American journal of physiology. Renal physiology
-
Am. J. Physiol. Renal Physiol. · Apr 2012
Randomized Controlled TrialUrinary excretion of AQP2 and ENaC in autosomal dominant polycystic kidney disease during basal conditions and after a hypertonic saline infusion.
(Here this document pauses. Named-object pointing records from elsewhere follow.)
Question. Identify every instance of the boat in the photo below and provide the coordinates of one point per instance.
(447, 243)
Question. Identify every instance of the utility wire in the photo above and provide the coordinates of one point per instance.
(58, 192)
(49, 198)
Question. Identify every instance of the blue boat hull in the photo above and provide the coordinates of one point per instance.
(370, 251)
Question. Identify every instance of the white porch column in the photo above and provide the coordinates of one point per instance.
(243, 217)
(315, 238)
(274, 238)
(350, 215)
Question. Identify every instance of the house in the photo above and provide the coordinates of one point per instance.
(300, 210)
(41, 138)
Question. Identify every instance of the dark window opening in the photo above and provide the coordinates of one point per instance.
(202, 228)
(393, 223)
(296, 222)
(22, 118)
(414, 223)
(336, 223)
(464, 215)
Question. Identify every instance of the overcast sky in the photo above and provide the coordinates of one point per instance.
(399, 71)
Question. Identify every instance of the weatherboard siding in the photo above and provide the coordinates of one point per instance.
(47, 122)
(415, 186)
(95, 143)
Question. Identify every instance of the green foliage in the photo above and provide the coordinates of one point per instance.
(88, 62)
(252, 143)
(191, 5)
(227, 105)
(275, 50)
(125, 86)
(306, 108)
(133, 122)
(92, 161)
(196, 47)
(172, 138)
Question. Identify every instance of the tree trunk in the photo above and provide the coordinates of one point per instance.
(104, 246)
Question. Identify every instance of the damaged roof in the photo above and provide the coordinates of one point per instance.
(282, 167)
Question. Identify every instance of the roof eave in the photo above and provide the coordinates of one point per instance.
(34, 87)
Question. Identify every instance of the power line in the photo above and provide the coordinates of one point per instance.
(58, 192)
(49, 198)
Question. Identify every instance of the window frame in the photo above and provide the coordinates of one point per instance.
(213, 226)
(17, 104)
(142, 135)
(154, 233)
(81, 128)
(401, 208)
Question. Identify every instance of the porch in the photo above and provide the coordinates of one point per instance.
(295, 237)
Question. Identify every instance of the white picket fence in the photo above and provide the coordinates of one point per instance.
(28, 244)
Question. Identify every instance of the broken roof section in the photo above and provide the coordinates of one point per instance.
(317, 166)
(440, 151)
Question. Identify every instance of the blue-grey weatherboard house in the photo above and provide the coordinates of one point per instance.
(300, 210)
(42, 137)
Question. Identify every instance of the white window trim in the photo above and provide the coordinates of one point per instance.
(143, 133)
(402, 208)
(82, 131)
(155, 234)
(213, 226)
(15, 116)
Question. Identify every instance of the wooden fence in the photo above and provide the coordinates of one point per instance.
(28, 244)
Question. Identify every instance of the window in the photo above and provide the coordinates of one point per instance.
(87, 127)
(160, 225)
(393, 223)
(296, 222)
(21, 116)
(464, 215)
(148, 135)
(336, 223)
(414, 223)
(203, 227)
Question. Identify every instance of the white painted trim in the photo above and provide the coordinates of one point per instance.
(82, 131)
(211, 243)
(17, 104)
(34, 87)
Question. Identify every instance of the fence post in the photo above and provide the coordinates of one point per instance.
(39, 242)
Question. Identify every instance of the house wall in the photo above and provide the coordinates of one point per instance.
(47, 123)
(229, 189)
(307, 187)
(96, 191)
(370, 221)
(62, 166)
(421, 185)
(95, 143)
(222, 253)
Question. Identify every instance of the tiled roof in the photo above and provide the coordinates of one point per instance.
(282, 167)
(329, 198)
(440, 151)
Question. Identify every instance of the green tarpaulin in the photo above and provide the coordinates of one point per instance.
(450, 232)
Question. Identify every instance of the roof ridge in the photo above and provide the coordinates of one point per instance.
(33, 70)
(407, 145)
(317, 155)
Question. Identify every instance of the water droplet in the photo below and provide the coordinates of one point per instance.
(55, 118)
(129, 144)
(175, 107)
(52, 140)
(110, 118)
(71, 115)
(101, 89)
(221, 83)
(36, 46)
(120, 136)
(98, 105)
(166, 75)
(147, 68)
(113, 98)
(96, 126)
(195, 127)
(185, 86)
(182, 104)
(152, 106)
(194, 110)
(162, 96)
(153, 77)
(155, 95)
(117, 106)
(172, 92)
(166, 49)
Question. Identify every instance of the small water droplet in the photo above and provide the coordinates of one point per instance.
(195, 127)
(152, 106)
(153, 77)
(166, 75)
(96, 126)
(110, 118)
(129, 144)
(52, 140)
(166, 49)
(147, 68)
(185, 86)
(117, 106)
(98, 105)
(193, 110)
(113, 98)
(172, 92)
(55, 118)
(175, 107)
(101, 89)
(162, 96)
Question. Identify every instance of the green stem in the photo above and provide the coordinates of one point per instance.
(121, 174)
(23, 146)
Renal handling of sodium and water is abnormal in chronic kidney diseases. To study the function and regulation of the aquaporin-2 water channel (AQP2) and the epithelial sodium channel (ENaC) in autosomal dominant polycystic kidney disease (ADPKD), we measured urinary excretion of AQP2 (u-AQP2), the β-subunit of ENaC (u-ENaC(β)), cAMP (u-cAMP), and prostaglandin E(2) (u-PGE(2)); free water clearance (C(H2O)); fractional sodium excretion (FE(Na)); and plasma vasopressin (p-AVP), renin (p-Renin), angiotensin II (p-ANG II), aldosterone (p-Aldo), and atrial and brain natriuretic peptide (p-ANP, p-BNP) in patients with ADPKD and healthy controls during 24-h urine collection and after hypertonic saline infusion during high sodium intake (HS; 300 mmol sodium/day) and low sodium intake (LS; 30 mmol sodium/day). No difference in u-AQP2, u-ENaC(β), u-cAMP, u-PGE(2), C(H2O), and vasoactive hormones was found between patients and controls at baseline, but during HS the patients had higher FE(Na). ⋯ In conclusion, u-AQP2 and u-ENaC(β) were comparable in patients with ADPKD and controls at baseline. In ADPKD, the larger increase in u-AQP2 and p-AVP in response to saline could reflect an abnormal water absorption in the distal nephron. During LS, the larger increase in FE(Na) in response to saline could reflect a defective renal sodium retaining capacity in ADPKD, unrelated to changes in u-ENaC(β).